I guess I don't get the idea of "signal" because in the heat equation there is a partial derivative with respect to time of the function that assigns a temperature to each point in space at each time, and this partial derivative with respect to time, which is not infinite, would seem to be the speed.
So what is it exactly that travels infinitely fast. After a Google search it seems as though this is the "paradox of instantaneous heat propagation" and it gets into other equations, and even has a relativistic counterpart. In other words, I couldn't find any entry-level explanations.
 A: Say you have a one dimensional heat problem.  (Adding dimensions does not change the results, but does make drawings harder.)  Initially, the line is at temperature $0$.  At time $t = 0$, you drop some heat on the origin, say $f(x,0) = \delta(x)$ and then let the dynamics run.  (Here, $\delta$ is the Dirac delta function.  This is a distribution.  It can be defined as the limit of a Gaussian distribution as the standard deviation decreases to zero -- the distribution is zero everywhere except at $x=0$ and the integral of the distribution over all of space is $1$.)
For all time afterwards, the distribution of heat is a Gaussian distribution with positive (and increasing) standard deviation.  This distribution is nonzero everywhere.  This means that immediately after time zero, the heat at every point in the universe jumps to a positive amount.  That is, the information that heat was added at the origin is instantaneously transmitted to every point in the universe.

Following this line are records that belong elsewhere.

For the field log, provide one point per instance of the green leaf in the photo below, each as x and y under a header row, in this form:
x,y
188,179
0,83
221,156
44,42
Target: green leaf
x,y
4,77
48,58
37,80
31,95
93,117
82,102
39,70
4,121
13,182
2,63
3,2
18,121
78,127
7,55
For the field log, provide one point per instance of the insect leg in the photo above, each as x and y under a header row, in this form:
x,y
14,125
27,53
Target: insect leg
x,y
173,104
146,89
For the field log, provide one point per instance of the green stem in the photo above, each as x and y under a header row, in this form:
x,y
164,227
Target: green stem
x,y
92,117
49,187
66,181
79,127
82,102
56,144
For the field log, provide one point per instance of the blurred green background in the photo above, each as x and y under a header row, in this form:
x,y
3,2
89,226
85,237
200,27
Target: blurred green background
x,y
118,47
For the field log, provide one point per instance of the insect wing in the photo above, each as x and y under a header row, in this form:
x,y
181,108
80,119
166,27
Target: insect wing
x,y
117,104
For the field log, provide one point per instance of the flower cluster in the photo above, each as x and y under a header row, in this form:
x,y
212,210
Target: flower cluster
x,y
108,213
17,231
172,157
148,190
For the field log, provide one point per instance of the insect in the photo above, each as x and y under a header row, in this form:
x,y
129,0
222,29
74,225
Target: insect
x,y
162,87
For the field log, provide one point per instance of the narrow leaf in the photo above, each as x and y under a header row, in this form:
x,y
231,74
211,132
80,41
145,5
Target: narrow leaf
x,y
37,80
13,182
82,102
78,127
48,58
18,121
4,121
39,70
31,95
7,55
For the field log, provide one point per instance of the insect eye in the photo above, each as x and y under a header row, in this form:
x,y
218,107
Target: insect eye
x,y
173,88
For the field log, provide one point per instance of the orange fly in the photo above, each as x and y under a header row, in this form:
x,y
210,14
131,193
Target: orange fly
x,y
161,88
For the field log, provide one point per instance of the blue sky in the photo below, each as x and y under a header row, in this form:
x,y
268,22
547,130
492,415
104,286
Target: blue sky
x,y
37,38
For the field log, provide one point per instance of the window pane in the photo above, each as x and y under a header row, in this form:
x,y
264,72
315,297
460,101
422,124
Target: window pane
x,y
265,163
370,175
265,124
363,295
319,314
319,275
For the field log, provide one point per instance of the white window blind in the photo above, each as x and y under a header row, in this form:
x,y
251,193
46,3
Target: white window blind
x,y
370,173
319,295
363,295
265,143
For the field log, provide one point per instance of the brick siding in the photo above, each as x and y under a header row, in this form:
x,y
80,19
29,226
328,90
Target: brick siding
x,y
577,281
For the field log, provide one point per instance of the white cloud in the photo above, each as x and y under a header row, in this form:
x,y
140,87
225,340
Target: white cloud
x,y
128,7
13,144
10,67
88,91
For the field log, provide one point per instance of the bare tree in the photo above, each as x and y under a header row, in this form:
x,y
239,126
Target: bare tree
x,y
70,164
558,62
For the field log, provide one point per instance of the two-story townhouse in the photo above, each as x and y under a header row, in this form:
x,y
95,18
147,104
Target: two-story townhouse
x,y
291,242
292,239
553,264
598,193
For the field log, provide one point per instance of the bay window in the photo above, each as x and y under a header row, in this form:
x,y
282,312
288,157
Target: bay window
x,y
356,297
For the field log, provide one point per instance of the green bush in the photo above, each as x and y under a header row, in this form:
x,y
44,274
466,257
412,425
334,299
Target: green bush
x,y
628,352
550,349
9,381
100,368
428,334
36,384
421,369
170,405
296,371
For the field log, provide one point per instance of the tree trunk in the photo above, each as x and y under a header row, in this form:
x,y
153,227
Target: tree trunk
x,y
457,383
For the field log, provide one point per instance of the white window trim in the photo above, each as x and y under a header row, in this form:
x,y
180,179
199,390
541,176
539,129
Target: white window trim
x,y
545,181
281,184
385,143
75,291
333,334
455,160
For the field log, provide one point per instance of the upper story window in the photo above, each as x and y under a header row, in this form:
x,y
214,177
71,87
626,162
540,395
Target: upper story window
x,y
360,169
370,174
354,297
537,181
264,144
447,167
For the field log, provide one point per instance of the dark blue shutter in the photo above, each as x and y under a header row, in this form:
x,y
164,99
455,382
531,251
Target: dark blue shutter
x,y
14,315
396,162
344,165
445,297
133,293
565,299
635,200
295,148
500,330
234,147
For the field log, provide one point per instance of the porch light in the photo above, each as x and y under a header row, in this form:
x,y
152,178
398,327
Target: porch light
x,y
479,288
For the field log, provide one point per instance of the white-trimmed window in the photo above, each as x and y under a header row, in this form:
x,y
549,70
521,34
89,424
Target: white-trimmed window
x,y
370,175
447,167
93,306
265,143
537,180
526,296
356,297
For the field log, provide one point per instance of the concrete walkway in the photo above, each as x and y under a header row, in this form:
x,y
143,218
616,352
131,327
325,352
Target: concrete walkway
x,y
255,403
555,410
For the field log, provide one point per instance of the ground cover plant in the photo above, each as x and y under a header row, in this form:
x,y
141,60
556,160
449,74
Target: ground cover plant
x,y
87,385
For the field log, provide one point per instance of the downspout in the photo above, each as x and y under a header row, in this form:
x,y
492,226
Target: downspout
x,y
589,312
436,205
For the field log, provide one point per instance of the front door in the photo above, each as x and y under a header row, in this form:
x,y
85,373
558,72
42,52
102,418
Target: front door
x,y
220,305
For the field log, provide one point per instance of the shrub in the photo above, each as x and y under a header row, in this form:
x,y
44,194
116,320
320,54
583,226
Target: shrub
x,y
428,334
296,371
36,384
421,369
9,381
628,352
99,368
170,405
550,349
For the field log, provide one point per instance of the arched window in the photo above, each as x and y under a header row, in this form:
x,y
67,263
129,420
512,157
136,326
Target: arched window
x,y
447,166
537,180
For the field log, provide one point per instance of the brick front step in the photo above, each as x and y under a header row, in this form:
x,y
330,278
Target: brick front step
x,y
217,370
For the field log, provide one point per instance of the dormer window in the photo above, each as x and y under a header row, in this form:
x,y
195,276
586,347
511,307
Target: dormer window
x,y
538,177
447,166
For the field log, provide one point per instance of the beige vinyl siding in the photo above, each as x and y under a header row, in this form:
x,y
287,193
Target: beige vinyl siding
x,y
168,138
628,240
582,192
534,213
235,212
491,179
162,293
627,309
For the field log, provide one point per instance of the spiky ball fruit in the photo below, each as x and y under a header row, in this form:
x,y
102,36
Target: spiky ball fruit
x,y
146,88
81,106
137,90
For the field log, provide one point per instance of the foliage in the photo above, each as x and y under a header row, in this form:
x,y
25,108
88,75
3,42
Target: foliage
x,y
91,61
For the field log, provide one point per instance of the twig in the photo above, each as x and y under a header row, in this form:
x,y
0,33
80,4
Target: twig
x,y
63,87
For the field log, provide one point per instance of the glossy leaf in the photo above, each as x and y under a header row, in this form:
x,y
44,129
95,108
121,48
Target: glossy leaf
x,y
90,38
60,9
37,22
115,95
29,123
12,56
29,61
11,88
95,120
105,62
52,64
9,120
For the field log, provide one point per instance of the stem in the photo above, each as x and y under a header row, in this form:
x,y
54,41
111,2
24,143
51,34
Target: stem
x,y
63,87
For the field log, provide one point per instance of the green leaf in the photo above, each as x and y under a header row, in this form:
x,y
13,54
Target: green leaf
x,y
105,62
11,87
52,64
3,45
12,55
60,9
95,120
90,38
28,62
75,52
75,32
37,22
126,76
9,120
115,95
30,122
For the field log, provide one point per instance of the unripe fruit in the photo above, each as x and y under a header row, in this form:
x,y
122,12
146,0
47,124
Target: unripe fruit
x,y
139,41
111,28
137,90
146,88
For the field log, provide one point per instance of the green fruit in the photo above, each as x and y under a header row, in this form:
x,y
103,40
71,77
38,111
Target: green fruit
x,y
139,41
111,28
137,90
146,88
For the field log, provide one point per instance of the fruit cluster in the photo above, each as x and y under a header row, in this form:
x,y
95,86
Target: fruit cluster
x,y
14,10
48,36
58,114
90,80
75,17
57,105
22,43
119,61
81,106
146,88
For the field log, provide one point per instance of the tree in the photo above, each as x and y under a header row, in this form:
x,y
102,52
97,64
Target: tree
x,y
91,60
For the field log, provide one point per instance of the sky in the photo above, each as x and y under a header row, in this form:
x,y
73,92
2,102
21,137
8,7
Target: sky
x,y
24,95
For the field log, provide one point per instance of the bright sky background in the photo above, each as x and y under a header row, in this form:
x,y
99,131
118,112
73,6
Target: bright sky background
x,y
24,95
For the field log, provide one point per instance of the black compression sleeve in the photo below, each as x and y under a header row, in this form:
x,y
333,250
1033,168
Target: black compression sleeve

A: First the wave-equation: let's start with a small narrow pulse located close to $x=0$ ($u$ nonzero close to $x=0$ and zero elsewhere) and then let it go at $t=0$. Now let's see how long time does it take before any point $x_*$ sees the effect of this pulse. The solution $u(x,t) = f(x-vt) + f(x+vt)$ shows that it takes a time $t_* = \frac{x_*}{v}$ ($v$ being the wave speed) before the pulse has managed to travel all the way to the point $x_*$. If you are located at $x=x_*$ and observing the displacement $u(x_*,t)$ then before $t = t_*$  you would be completely unaware that we have a wave coming.
Secondly the heat equation: let $u$ denote the temperature and assume you have an initial smooth temperature distribution $u=0$ across space. We then add some heat close to $x=0$ at $t=0$ (we can represent this by $u(x,0) = \delta(x)$) and ask how long time does it take at a point $x_*$ before the addition of this temperature is felt. The solution is simple to compute: $u(x,t) = \frac{1}{\sqrt{4\pi t}}e^{-\frac{x^2}{4t}}$ and shows that even after the smallest fraction of a second the solution will have changed all across space. If you are observing the temperature at the point $x_*$ you will instantly know that heat has been added to the system no matter how far away you are.
A: One option is to recognize that the heat equation (or Fourier's law of heat conduction) is an approximation of a dissipative wave phenomenon. Consider the hyperbolic heat equation
$$
\epsilon\theta_{tt}+\theta_t = \theta_{xx}
$$
where $\epsilon \geq 0$ is a small parameter. For $\epsilon=0$ we get the (parabolic) heat equation, $\theta_t = \theta_{xx}$; otherwise, for $\epsilon>0$ we get the telegraph equation, a.k.a. the damped wave equation. Note that the absolute speed of sound equals ${\epsilon}^{-1/2}$, which becomes infinite as $\epsilon\to 0$.